Quadrilátero Ferrifero

 

Localizado no estado de Minas Gerais, o Quadrilátero Ferrífero, destaca-se por sua rica diversidade de plantas e espécies endêmicas. Essa região, caracterizada por uma variedade de tipos de vegetação, incluindo a vegetação única de afloramento de ferro chamada "canga", é um foco de biodiversidade e uma zona de transição entre os domínios da Mata Atlântica e do Cerrado.

 

“Os pesquisadores descobriram Mollinedia fatimae durante suas coletas e análises de materiais de herbário”, afirma Gabriela Cristina Barbosa Brito. A planta exibe características distintivas que não correspondem a nenhuma espécie conhecida dentro do gênero Mollinedia. Essa descoberta levanta questões sobre a importância e as possíveis ameaças à nova espécie.

 

A avaliação preliminar do status de conservação de Mollinedia fatimae revelou que ela está Criticamente Ameaçada.

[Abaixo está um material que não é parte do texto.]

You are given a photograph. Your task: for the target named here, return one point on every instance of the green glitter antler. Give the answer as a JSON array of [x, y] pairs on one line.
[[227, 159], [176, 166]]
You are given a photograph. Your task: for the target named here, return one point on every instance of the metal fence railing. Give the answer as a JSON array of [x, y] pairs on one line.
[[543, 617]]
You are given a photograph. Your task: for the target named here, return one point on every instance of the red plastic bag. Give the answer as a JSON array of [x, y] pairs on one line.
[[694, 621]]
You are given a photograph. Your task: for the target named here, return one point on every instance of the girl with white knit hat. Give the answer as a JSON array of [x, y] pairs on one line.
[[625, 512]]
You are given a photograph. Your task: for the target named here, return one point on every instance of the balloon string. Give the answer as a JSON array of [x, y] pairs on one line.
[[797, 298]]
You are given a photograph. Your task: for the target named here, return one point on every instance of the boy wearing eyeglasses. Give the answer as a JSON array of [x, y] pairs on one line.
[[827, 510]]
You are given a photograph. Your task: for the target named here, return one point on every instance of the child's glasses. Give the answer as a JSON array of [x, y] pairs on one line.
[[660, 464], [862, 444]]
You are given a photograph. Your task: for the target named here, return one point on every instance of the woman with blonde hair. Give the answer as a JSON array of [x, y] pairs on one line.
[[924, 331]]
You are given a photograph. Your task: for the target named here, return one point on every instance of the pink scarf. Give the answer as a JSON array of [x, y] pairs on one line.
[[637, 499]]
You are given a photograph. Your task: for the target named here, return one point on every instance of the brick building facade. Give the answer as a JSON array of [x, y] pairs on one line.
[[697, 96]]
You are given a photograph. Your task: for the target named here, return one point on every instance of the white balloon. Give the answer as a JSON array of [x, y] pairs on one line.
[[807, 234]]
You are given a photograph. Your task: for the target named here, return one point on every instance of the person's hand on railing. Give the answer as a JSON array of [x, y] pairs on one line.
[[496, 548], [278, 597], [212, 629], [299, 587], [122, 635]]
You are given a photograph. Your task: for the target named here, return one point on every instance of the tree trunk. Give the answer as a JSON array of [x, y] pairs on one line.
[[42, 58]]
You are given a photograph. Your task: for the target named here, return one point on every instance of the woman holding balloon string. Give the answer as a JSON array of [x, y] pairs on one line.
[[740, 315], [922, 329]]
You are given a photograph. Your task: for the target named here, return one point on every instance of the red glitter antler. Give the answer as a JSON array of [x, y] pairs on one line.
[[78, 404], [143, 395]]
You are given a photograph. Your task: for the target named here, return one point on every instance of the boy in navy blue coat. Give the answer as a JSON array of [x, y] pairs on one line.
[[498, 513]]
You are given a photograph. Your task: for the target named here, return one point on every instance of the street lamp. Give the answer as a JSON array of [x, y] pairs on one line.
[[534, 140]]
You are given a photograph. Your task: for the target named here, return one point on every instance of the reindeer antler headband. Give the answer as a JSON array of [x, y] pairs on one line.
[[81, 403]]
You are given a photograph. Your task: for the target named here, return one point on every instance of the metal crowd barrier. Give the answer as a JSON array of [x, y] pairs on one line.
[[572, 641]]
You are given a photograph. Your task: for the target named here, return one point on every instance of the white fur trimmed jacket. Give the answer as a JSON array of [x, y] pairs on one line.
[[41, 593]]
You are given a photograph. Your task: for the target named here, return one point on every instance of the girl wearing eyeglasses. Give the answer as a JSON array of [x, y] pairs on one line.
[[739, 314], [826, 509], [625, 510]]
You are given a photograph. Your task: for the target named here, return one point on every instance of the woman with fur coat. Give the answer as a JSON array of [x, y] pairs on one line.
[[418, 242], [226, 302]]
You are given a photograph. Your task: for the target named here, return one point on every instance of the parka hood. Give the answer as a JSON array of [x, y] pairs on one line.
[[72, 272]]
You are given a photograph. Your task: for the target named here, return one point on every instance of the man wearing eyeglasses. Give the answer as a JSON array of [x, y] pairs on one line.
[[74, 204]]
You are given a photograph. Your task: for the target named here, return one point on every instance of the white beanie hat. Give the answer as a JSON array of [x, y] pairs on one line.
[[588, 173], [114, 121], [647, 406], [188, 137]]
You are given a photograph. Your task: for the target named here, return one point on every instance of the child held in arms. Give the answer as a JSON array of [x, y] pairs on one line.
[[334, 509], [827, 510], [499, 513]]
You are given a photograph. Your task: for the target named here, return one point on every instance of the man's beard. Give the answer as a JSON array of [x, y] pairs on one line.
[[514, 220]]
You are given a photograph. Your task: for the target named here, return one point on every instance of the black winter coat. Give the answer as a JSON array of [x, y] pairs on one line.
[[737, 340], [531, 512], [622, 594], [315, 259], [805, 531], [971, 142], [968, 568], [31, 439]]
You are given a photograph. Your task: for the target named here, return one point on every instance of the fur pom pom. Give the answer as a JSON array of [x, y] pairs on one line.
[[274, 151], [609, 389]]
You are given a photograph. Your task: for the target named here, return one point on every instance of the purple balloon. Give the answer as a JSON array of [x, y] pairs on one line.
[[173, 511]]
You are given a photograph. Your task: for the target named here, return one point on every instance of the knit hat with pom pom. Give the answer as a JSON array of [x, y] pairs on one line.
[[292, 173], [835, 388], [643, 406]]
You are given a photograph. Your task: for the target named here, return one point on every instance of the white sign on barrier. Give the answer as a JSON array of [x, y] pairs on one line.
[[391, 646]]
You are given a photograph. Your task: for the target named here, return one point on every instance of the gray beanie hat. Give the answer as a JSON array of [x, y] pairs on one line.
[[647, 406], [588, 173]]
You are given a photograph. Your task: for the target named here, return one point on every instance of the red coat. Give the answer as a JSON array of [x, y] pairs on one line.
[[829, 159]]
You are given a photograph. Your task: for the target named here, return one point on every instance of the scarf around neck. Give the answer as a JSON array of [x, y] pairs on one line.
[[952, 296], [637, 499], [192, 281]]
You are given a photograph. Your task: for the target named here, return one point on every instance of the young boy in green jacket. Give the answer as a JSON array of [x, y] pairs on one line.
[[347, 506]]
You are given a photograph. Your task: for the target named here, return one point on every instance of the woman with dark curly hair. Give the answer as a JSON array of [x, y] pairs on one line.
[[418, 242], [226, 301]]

Essa classificação se deve principalmente aos incêndios na região, que representam uma ameaça significativa para a existência da espécie. Incêndios, principalmente provocados pelo ser humano, têm aumentado em frequência, causando preocupação com a sobrevivência dessa espécie, especialmente em áreas de contato entre floresta e formações abertas.

 

Mollinedia fatimae é encontrada em florestas sazonais semideciduais em regiões montanhosas a altitudes que variam de 1354 a 1673 metros. Ocorre na zona de contato entre floresta e a vegetação de "campo rupestre", enfatizando ainda mais sua singularidade e vulnerabilidade a incêndios.